British Railways closed the railway in Surfleet. The LNER disappeared with the nationalisation of British Railways by the 1948 Labour Government. The station was one of many lines across the country that was closed on recommendation of the Beeching Report—it closed to passengers in 1961 and to goods in 1963. The railway line between Spalding and Boston survived until late 1970 when, after more than 100 years of service, it was removed, leaving only station buildings. Spalding station was closed, but re-opened a year later to service areas that had lost their railway service.

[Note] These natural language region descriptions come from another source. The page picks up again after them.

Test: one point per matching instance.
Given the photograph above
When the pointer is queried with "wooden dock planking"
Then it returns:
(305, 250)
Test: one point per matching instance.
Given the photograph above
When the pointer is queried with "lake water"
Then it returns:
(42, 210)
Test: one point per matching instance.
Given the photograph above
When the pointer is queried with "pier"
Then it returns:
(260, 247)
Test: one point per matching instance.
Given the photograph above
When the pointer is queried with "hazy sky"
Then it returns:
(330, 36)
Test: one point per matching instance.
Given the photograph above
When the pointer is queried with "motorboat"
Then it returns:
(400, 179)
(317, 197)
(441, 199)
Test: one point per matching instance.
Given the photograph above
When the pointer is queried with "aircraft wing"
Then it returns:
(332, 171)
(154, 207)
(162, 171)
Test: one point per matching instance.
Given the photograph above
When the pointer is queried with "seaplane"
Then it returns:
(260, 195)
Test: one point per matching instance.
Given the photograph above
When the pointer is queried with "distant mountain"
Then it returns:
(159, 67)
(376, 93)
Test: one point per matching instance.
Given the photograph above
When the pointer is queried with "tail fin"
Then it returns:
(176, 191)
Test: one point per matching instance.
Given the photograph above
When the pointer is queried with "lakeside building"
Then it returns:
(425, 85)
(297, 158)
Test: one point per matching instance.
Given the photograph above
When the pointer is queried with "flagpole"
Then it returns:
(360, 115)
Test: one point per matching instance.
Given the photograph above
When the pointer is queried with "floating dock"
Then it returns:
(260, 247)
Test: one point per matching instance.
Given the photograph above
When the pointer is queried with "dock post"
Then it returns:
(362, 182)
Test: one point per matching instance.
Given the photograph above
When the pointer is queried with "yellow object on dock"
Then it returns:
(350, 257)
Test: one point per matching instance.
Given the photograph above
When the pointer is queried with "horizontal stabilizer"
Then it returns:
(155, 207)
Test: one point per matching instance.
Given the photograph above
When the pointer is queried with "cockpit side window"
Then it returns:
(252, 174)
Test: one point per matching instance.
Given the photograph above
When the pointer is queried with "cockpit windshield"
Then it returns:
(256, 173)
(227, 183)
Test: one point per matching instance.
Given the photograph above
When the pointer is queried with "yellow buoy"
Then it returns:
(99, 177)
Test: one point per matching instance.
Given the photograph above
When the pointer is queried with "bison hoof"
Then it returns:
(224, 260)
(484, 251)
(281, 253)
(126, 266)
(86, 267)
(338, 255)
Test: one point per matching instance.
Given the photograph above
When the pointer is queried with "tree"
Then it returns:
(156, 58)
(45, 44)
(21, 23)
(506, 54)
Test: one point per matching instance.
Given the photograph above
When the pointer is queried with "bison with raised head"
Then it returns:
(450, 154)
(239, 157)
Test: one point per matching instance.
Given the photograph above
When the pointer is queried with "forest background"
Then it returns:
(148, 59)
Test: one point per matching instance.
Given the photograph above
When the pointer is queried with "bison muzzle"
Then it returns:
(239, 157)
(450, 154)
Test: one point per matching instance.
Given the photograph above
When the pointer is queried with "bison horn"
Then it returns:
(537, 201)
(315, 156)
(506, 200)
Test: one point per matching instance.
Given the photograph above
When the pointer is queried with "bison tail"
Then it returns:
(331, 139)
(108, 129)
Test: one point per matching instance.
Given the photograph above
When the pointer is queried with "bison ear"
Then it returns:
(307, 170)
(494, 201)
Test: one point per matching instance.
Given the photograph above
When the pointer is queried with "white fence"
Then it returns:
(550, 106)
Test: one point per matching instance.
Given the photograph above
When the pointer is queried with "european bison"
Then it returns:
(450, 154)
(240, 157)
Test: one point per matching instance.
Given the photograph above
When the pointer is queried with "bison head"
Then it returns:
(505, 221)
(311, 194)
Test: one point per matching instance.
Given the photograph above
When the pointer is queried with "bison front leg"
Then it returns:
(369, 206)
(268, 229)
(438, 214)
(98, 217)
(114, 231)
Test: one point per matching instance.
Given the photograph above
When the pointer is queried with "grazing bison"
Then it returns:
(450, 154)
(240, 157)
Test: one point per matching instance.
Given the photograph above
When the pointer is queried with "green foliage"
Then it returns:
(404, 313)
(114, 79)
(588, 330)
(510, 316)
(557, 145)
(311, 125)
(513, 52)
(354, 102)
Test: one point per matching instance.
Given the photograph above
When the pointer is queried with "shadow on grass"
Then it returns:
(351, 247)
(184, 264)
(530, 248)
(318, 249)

The station buildings in Surfleet stood until 1994, when they were demolished to accommodate the building of the A16 Spalding Bypass. The A16 is built on the route of the old railway line from Boston to just beyond Surfleet, where it turns away to the left to avoid Spalding. The only remaining part of the station is the Riverside Hotel public house, which is on the original route of Station Road, itself re-routed to accommodate the A16.

== Education ==

Surfleet has a small primary school named the Surfleet Seas End County Primary School. It is in Station Road. It was built in 1878 and has the appearance of a typical Victorian School. The original school buildings are still used, as is the old schoolhouse, which has been refurbished and is now an administration office and visitor reception area.

The building has been extended since its first opening to improve and expand its facilities. It now has three internal classrooms, a multipurpose hall, a central library and a computer room. A further mobile building, in the rear playground, acts as the fourth classroom. It has two large hard surface playing areas, an environmental garden, a garden play area, and a large field used for sports and other recreational activities.

The school has under 90 pupils on roll, served by four full-time teaching staff and support and ancillary staff. After 2008 the school federated with Weston St Mary's Church of England Primary School.